At first sight, the graphic looks “nice and informative,” but there are a lot of things that went wrong:
In the last case, the different sizes are only partly due to distortion. The designer(s) of the original graphic have also made the “Wind” slice too small, even taking distortion into account. (Just compare the size of “Wind” to “Regenerative” in general.)
Coal as an energy source is split up into two slices: one for “Steinkohle” and one for “Braunkohle” (two different kinds of coal). When you add them up, you see that the whole lower half of the pie chart is taken up by coal.
The two areas for the different kinds of coal are not visually linked at all. Rather, two different colors are used, the labels are on different sides of the graphic. By comparison, “Regenerative” and “Wind” are very closely linked.
Edward Tufte calls graphics like the above “chart junk.”
Here are a few recommendations that may help you avoid producing chart junk:
Pick up your favorite fiction novel and have a look at a typical page. You will notice that the page is very uniform. Nothing is there to distract the reader while reading; no large headlines, no bold text, no large white areas. Indeed, even when the author does wish to emphasize something, this is done using italic letters. Such letters blend nicely with the main text--at a distance you will not be able to tell whether a page contains italic letters, but you would notice a single bold word immediately. The reason novels are typeset this way is the following paradigm: Avoid distractions.
Good typography (like good organization) is something you do not notice. The job of typography is to make reading the text, that is, “absorbing” its information content, as effortless as possible. For a novel, readers absorb the content by reading the text line-by-line, as if they were listening to someone telling the story. In this situation anything on the page that distracts the eye from going quickly and evenly from line to line will make the text harder to read.

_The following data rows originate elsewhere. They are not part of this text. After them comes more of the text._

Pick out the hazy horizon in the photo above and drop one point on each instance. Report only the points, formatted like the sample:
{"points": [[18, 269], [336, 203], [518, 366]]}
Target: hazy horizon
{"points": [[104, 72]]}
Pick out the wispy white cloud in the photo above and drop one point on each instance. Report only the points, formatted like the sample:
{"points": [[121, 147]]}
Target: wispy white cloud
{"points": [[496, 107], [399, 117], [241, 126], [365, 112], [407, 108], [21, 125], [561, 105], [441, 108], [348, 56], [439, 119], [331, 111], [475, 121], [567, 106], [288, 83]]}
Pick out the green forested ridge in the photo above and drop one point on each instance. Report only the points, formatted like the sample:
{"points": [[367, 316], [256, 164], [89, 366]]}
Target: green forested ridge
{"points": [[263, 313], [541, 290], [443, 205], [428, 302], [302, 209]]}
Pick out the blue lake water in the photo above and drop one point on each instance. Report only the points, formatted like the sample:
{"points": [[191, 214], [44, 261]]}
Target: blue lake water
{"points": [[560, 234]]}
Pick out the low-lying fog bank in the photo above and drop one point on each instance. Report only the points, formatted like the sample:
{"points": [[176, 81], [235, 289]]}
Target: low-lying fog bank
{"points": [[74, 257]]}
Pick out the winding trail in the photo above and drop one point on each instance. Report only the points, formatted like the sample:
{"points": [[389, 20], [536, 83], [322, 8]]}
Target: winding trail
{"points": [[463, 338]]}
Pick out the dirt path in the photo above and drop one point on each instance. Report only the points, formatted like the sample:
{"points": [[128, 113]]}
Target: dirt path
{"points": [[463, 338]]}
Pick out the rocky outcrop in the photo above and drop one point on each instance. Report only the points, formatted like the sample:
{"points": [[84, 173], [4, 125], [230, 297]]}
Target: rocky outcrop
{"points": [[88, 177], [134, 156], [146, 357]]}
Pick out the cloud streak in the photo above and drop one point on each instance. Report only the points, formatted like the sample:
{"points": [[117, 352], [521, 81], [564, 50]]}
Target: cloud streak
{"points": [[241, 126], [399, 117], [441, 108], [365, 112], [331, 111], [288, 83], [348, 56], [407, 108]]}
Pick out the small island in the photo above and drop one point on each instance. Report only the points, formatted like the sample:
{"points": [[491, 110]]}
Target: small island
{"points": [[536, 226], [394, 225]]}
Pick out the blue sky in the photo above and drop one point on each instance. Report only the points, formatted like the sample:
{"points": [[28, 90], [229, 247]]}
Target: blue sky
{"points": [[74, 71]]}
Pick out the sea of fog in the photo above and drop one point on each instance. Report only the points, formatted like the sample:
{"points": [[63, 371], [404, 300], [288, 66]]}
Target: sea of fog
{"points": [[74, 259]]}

Now, pick up your favorite weekly magazine or newspaper and have a look at a typical page. You will notice that there is quite a lot “going on” on the page. Fonts are used at different sizes and in different arrangements, the text is organized in narrow columns, typically interleaved with pictures. The reason magazines are typeset in this way is another paradigm: Steer attention.
Readers will not read a magazine like a novel. Instead of reading a magazine line-by-line, we use headlines and short abstracts to check whether we want to read a certain article or not. The job of typography is to steer our attention to these abstracts and headlines, first. Once we have decided that we want to read an article, however, we no longer tolerate distractions, which is why the main text of articles is typeset exactly the same way as a novel.
The two principles “avoid distractions” and “steer attention” also apply to graphics. When you design a graphic, you should eliminate everything that will “distract the eye.” At the same time, you should try to actively help the reader “through the graphic” by using fonts/colors/line widths to highlight different parts.
Here is a non-exhaustive list of things that can distract readers:
Even though the left grid comes first in our normal reading order, the right one is much more likely to be seen first: The white-to-black contrast is higher than the gray-to-white contrast. In addition, there are more “places” adding to the overall contrast in the right grid.
Things like grids and, more generally, help lines usually should not grab the attention of the readers and, hence, should be typeset with a low contrast to the background. Also, a loosely-spaced grid is less distracting than a very closely-spaced grid.
Do not use different dashing patterns to differentiate curves in plots. You loose data points this way and the eye is not particularly good at “grouping things according to a dashing pattern.” The eye is much better at grouping things according to colors.